Swift: There are plenty of working-class people who do care about Palestine and trans rights. But looking at the Labour Party now, there are far more people in it who are like me – though they may have working-class parents, they themselves have gone to university, live in big cities and work in particular sectors. And they have materially different concerns from the sort of people who were the base of the Labour Party a few decades ago. Because of that material difference – and also because of differences in education – these people are far more likely to be preoccupied with niche issues.
There has been a move away from the more purely material concerns, which traditionally dominated the Labour Party and the trade unions, towards identitarian concerns. But it’s not so much that people have become either more neoliberal or less socialist. It’s more that people don’t believe that the economic situation can ever really change.
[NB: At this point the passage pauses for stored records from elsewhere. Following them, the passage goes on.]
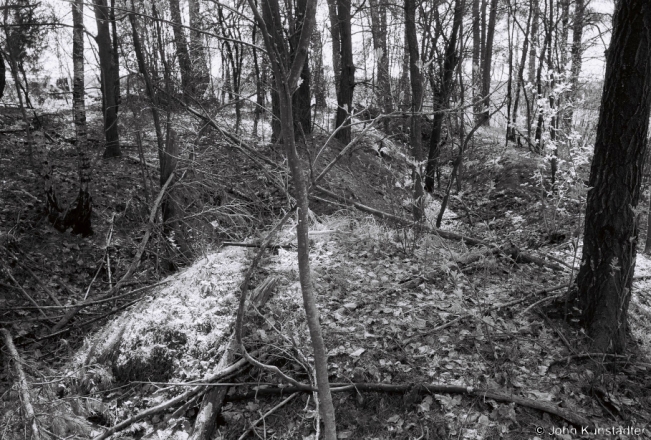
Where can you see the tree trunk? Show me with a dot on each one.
(610, 237)
(577, 57)
(116, 57)
(181, 44)
(379, 32)
(520, 80)
(3, 78)
(80, 215)
(286, 78)
(487, 63)
(347, 84)
(535, 5)
(335, 35)
(647, 243)
(476, 58)
(301, 97)
(442, 97)
(200, 72)
(149, 88)
(415, 132)
(107, 68)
Because the limit of a lot of people’s economic ambition is piecemeal reform, they think they should aim for more achievable goals, such as ones relating to cultural issues.
spiked: Has the pandemic sparked any kind of shift?
Swift: When the pandemic started, some people argued it would kill identity politics and the culture wars, because the virus was so serious. Clearly, that didn’t happen. And to some extent, the fact that nearly everyone’s been locked down for so long, and that we haven’t been seeing friends and have been online more, has made people more and more angry and hardened pre-existing divides.
Hopefully – it’s far too early to say – Covid is the sort of issue that might spur on a belief in the possibility and desirability of important economic change. Polls and focus groups show people do not want to see a return to normal – they want to see this crisis count for something. Maybe it can actually make people think that another economy, even another world, is possible.
It’s helpful to think about the Marxist idea of the base and the superstructure. Marx argued that there is a socio-economic base formed by things like your job, whether you own property and how much you earn. And that feeds into the cultural, political superstructure – reflected in things like how you vote. I think there is something similar going on now. We are obsessing over the cultural side of things. People may claim they care about trans rights or Palestinians, but in a way they are using the material deprivation or vulnerability of those groups as ammunition for their political and cultural debates on Twitter.
The interesting thing about politics nowadays is that there is a disconnect between the reality of material deprivation and violence on the one hand, and the cultural debate on the other. It’ll be interesting to see whether this trend continues or if there is more of a focus on incomes, wealth and taxation in the wake of Covid. Maybe we can leave these other debates behind and focus more on what matters.
David Swift was speaking to Paddy Hannam.